Australia's Gradipore has reported a 65 per cent increase in sales for the year ended 30 June, but said that it was disappointed by the figures, which did not meet its expectations.
The company, which specialises in biological separation technologies, made an operating loss of A$16.7 million (€9.9m) after posting sales of A$5.5 million.
"Sales revenue fell significantly short of expectations and this shortfall was the major cause of the company's failure to meet its financial targets for the year," commented Gradipore's executive chairman Prof Jeremy Davis, although he added that restructuring costs had also played a part.
Last year, Gradipore undertook a major effort to expands its separation technologies business from lab- to commercial-scale, via the formation of a dedicated commercial separations division.
The effort is focused on the company's Gradiflow technology, a membrane based preparative electrophoresis system that can be used for a range of applications, including the production of monoclonal antibodies, recombinant and transgenic proteins and vaccines, as well as plasma fractionation and pathogen removal.
" A difficult global environment … characterised by over-capacity and industry rationalisation, hampered efforts by Gradipore to achieve projected levels of commercial take-up of the Gradiflow technology," said the firm in a statement. As a result, Gradipore has altered its strategy and will focus on niche markets.

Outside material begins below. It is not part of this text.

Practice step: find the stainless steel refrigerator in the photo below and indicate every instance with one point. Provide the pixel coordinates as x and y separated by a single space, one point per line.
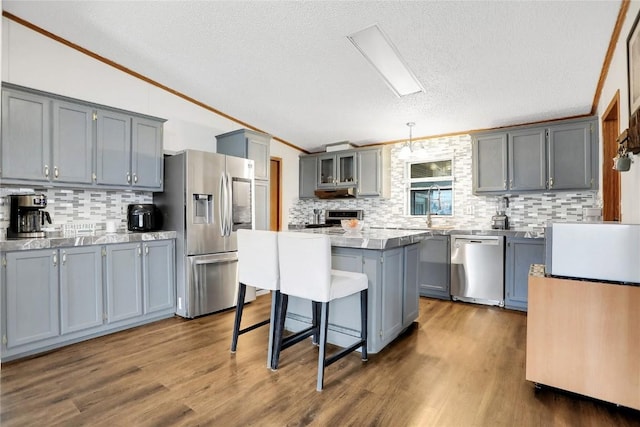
207 197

No production agreements were entered into during the year, but Gradipore signed contracts with Cangene, Advantek Biologics and Serologicals that together contributed income of A$1.5 million.
Also during the year the Gradiflow BF400 research instrument was launched. Initial interest has been high, according to the company, but has yet to translate into sales. However, it predicted that a renewed focus on the life sciences sector will assist sales efforts for this instrument in the current year.
Revenues in Gradipore's electrophoresis gels business rose 60 per cent but were held back by production problems, while turnover in the diagnostics business went up 20 per cent to A$3 million.
The company is concerned about its cash balance, given that it does not expect to achieve positive cash flow in 2004, but said that current reserves should last it for at least 12 months. Gradipore cut some of its staff in January and expects to reduce operating costs in the current financial year by a third.